Section: New Results

Semantic Data Integration

Participants : Michel Chein, Madalina Croitoru, Léa Guizol, Michel Leclère, Rallou Thomopoulos.

It often happens that different references (i.e. data descriptions), possibly coming from heterogeneous data sources, concern the same real world entity. In such cases, it is necessary: (i) to detect whether different data descriptions really refer to the same real world entity and (ii) to fuse them into a unique representation. Since the seminal paper [52] , this issue has been been studied under various names:“record linking”, “entity resolution”,“reference resolution”, ”de-duplication”, “object identification”, “data reconciliation”, etc., mostly in databases (cf. the bibliography by William E. Winckler (http://www.hcp.med.harvard.edu/statistics/survey-soft/docs/WinklerReclinkRef.pdf )). It has become one of the major challenges in the Web of Data, where the objective is to link data published on the web and to process them as a single distributed database. Most entity resolution methods are based on classification techniques; Fatiha Saïs, Nathalie Pernelle and Marie-Christine Rousset proposed the first logical approach [53] . Many experiments on public data are underway, in France (cf. DataLift(DataLift, http://datalift.org/ ) and ISIDORE(ISIDORE, http://www.rechercheisidore.fr/ ) projects) or internationally (e.g., VIAF project(The Virtual International Authority File, http://www.oclc.org/research/activities/viaf/ ) led by OCLC(Online Computer Library Center, http://www.oclc.org ), whose aim is to interconnect authority files coming from 18 national organizations).

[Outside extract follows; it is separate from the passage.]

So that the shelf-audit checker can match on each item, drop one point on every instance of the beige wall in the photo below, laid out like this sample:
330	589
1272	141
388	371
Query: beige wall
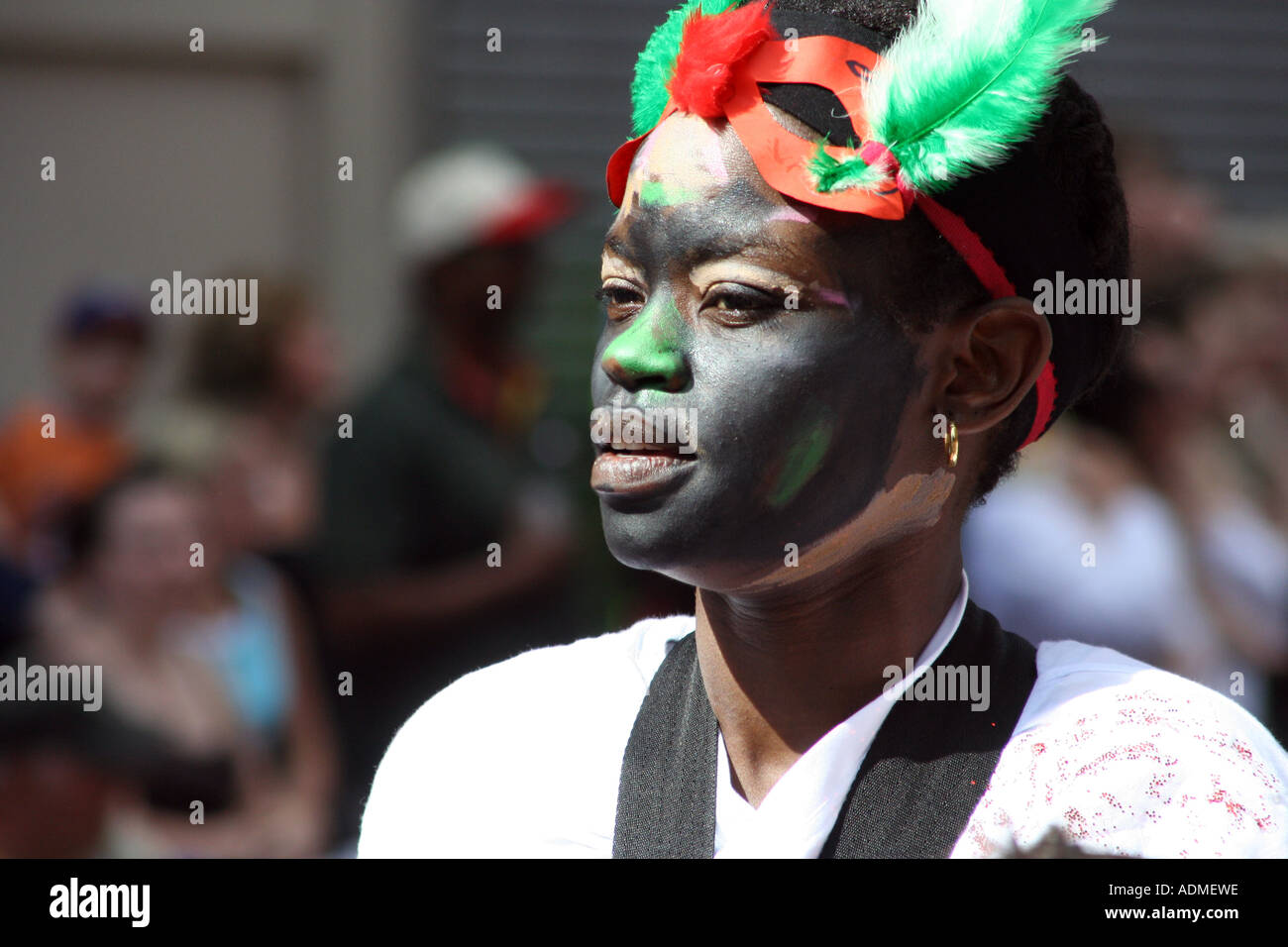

Three years ago, we began a collaboration with ABES (National Bibliographic Agency for Universities, which takes part in the VIAF project). The aim of this collaboration is to enable the publication of ABES metadata based on the Web of Data and to provide an identification service dedicated to bibliographic notices. ABES bibliographic bases, and more generally document metadata bases, appear to be a privileged application domain for the representation and reasoning formalisms developed by the team. This work has an interdisciplinary dimension, as it also requires experts in the Library and Information Science domain. We think that a logical approach is able to provide a generic solution for entity resolution in document metedata bases, even though it is generally admitted in Library and Information Science that “there is no single paradigmatic author name disambiguation task—each bibliographic database, each digital library, and each collection of publications, has its own unique set of problems and issues” [54] .

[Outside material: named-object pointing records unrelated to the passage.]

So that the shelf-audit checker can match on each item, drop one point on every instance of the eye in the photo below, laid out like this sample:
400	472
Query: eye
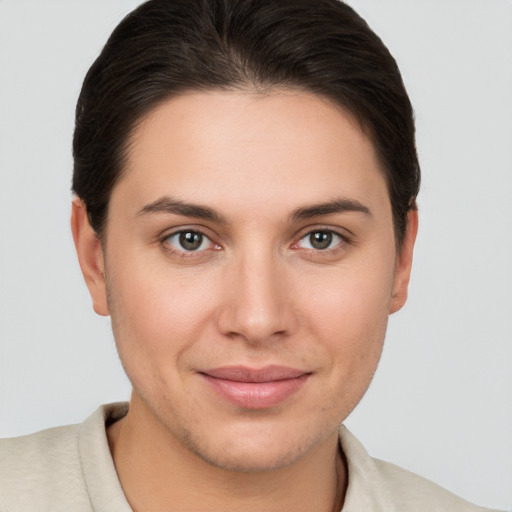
188	241
320	240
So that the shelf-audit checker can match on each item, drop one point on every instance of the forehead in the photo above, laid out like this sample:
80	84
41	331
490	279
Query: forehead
285	147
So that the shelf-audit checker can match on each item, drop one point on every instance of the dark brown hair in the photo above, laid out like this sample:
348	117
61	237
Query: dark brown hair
167	47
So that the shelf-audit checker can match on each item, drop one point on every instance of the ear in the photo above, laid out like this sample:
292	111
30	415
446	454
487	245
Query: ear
90	256
404	263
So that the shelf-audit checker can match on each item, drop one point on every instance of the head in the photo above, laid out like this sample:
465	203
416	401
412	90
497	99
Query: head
246	174
321	47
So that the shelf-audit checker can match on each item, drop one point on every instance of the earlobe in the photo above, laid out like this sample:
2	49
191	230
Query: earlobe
90	256
404	264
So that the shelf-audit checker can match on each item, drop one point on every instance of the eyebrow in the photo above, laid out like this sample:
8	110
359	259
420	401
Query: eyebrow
171	205
340	205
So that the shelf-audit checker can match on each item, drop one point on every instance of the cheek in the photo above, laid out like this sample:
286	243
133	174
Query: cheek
350	311
156	314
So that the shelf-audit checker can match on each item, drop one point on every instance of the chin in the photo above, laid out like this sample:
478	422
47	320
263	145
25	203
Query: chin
253	448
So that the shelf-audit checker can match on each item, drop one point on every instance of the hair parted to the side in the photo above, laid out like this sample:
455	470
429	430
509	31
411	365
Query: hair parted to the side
168	47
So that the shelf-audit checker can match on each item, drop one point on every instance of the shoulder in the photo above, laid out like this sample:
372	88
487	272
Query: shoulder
63	468
413	492
34	469
377	485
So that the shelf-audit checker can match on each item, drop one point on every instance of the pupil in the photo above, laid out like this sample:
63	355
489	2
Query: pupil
190	240
320	239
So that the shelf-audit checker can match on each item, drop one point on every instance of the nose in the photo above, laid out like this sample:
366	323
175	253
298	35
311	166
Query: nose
257	302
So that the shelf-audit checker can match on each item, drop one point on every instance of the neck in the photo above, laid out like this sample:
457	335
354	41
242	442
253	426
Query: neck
158	473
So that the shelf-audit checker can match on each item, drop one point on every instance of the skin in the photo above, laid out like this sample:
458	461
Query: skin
256	293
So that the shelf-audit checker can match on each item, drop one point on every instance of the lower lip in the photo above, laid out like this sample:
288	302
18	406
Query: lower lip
256	395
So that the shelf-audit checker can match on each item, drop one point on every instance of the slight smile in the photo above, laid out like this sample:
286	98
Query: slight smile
255	388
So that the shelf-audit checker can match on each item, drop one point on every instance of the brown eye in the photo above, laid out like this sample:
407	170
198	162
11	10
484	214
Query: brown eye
188	241
320	240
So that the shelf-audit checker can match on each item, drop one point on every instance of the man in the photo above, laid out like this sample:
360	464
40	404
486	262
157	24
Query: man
246	180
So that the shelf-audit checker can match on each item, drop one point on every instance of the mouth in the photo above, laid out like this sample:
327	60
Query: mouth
255	388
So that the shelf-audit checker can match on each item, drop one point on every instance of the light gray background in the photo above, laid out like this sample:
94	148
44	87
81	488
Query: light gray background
441	403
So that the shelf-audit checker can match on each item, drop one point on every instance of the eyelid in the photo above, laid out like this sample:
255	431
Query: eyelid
345	236
166	235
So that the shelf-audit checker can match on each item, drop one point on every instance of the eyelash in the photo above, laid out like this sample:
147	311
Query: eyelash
183	252
342	240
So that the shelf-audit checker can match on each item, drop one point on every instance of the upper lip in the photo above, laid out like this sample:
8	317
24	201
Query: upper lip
246	374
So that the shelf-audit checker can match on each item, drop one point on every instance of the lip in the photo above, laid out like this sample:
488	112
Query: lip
252	388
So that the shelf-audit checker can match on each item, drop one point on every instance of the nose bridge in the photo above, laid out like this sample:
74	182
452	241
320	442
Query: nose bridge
257	306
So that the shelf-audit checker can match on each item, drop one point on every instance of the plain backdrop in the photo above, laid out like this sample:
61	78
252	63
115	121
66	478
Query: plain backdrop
441	402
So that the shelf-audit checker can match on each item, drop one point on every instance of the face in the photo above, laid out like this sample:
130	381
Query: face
250	270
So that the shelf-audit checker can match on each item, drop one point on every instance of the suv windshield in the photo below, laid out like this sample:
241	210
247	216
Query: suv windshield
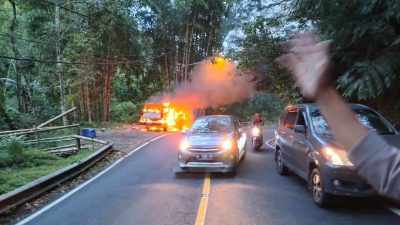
152	115
367	117
211	125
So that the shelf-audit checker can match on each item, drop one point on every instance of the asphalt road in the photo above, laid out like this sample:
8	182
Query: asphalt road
142	189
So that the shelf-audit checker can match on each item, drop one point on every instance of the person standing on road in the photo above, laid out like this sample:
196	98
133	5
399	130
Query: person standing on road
374	158
258	121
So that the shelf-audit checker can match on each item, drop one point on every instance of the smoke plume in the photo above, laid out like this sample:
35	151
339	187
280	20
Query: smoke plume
211	85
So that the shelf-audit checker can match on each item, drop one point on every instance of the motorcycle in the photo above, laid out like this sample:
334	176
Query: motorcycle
256	137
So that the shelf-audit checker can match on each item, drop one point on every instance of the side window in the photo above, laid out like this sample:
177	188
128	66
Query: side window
238	123
290	120
300	119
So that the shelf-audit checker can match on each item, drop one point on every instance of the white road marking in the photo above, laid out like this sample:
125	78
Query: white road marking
267	143
44	209
158	137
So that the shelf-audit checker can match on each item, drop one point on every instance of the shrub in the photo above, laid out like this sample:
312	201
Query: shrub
123	112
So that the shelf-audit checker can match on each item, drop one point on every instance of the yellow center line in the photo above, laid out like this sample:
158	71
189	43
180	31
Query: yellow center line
201	213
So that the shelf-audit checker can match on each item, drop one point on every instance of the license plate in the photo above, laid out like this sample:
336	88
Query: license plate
204	157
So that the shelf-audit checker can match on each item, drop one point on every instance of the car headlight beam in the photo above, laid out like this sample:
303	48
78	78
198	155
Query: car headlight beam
184	145
226	145
337	157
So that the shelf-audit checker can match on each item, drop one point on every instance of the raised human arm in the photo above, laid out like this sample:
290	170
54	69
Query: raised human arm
374	158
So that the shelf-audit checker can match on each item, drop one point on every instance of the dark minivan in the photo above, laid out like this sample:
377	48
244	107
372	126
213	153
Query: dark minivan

Implementation of an Entity Identification Service

Last year, we have developed a method and a prototype to perform entity resolution between on one hand the authors of a new bibliographic notice, and, on the other the domain experts of an authority catalog (and namely the Sudoc catalogue from the ABES agency). The prototype providing this service has been implemented on top of Cogui and experiments have been led in the context of the SudocAd project (jointly conducted by ABES and GraphIK). This work has been continued this year on the following issues as part of the Qualinca project:

  • generalizing the developed method with the aim to define a generic combined (numerical/logical) framework for entity resolution. This work is reported in the research report [44] that we plan to submit to a conference in January.

  • Defining evaluation measures of the quality of an entity resolution tool. This work is still on-going.

Quality of Document Catalogs

The SudocAd project showed the feasability and pertinence of a mixed approach for data interlinking problems. It also showed the immediate necessity of taking into account the existence of human errors already present in document catalogues. This led us to propose Qualinca, an ANR Contint project, accepted beginning 2012 and started in April 2012. The partners include two major actors in the document catalogues field: ABES and INA, as well as three academic research groups.

In this context we currently investigate a formal approach to the notion of a "key" in the web of data. Our immediate objective is to define the notion of a discovered key used then in order to evaluate the quality of data inter linking of a meta data catalogue.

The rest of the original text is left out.